El pasado jueves 30 de abril estuve firmando libros, es decir posando mis patas en tinta y desplomándome por hojas en blanco o en crema, en la Feria del Libro de Granada, al día siguiente hice lo mismo en Málaga. El día 1 de mayo, madrugué para llegar en tiempo y forma a la feria, ¿qué evento creen ustedes que se me cruzó en mi literaria cita? Sí, la manifestación por una vivienda digna promovida por los sindicatos del país, me refiero a España, por si no lo habían captado. Permitánme un alto en el camino. Sé que recientemente aparecen más países en la órbita del gobierno, aunque no lo entiendo bien, en un país que está dentro de otro país, al tipo del país que encierra otro país lo llamamos paisano, y si es del país encerrado en otro país, ¿es paisano paisano?, o sea, que los catalanes encerrados en España son españoles españoles, y si eres español español y pides la independencia para quitarte de uno de ellos, ¿te quedas en español a secas, como los de Murcia o Badajoz?
Vuelvo al camino, como los rocieros, sindicatos de trabajadores, como si fueran agencias inmobiliarias demandando viviendas para todos. No está mal. En serio, no está mal si fuera una manifestación de obreros de la construcción exigiendo mejora en sus salarios, en sus condiciones laborales y en la posibilidad de asegurar su puesto de trabajo con más suelo donde construir o nuevos planes de vivienda nueva. No, se exigía… ya lo saben por la prensa, y nos prometieron que no sería un acto político.
Menos trabajadores había de todo, la cabecera sobre todo. Un acto político en toda regla, en Málaga, en mitad de unas elecciones regionales en aquella preciosa tierra. La cabecera se afanaba por gritar, por hacerse notar, por fotografiarse, para eso había una ministra, ministra que se presenta a las elecciones en aquella tierra… le faltó gritar “por un minuto en prime time (horario estelar en una franja de tiempo dedicada a programación exclusivamente familiar) mato”. Y vaya que si lo hizo.

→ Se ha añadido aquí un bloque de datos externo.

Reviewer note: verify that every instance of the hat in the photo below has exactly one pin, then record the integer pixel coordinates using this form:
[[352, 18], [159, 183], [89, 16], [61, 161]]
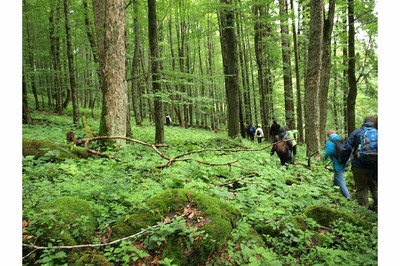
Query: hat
[[330, 132]]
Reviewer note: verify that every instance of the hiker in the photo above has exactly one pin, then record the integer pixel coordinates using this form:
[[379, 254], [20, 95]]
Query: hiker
[[274, 130], [168, 120], [250, 132], [338, 167], [283, 147], [292, 134], [364, 165], [259, 134]]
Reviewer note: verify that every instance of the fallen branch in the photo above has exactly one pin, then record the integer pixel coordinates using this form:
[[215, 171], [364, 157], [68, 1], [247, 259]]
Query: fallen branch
[[36, 248]]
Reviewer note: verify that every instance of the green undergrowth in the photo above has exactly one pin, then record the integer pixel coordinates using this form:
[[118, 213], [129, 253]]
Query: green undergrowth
[[286, 216]]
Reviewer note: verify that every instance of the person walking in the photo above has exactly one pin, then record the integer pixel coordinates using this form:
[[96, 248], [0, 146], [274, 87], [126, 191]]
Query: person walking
[[274, 130], [250, 132], [338, 167], [292, 135], [283, 147], [364, 165], [259, 134], [168, 120]]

La misma que inició la desbandada de lo público a los privado en Andalucía, cuando gobernó, ahora, además de la vivienda, tenía como segundo lema “por la sanidad pública”. ¿Se creen que no tenemos memoría?, insisto, ¿se piensan que somos tontos? El jueves mientras comía me comentó una mosca amiga que a una persona de Almería la habían trasladado a Murcia para una prueba en un centro privado. Y pregunto: yo que he pasado por todo, ¿merece esa persona tener la prueba que necesita se le practique donde sea que se le practique? Lo que nos gustaría tener a todos es la capacidad económica en cada provincia, que digo, en cada localidad de disponer de los medios necesarios y de última generación en análisis clínicos, pruebas tumorales o pruebas de diagnóstico precoz, pero esto es imposible. Es verdad y apoyo, que necesitamos más inversión en lo realmente importante, la salud. Y si no hay presupuesto que se quite en donde se pueda recortar, eliminar, extinguir el gasto sin que nos afecte a todos.
La tercera reivindicación era por la democracia. Y aquí no puedo sino saltar, este es el motivo de mi retorno. Me he puesto la capa. Se imaginan a mi querido Cholo Simeone pidiendo juego limpio cuando él hacía bueno un anuncio de una botas de futbol de la marca Adidas que decía: “más duras que un defensa argentino”. Es verdad que eliminaron aquel anuncio, pero no porque no fueran tan duras (que no lo eran), sino por una queja de la Asociación de Futbolistas Argentinos (AFA). ¿Cómo es posible que los que amenazan a jueces y fiscales, uno de los poderes de la democracia, hagan esta reivindicación y más, subidos al púlpito de la Moncloa?
Todos defendemos la democracia, la sanidad pública y la vivienda digna y asequible, seamos personas o moscas, de buena o de mala fé (mal pensados, no voy por ahí, jajajaja).
Pero algo si saco de bueno, al menos, a mi me lo pareció, quizás a ustedes no les ocurra lo mismo: no le echaron culpas al contrario, al otro bando político me refiero, sino a Trump, al que denominaron “el nuevo Nerón”… y es que en este país… siempre hay tontos que lo paguen, dicho con todo el respeto del mundo mundial, aunque ello no lo espabile.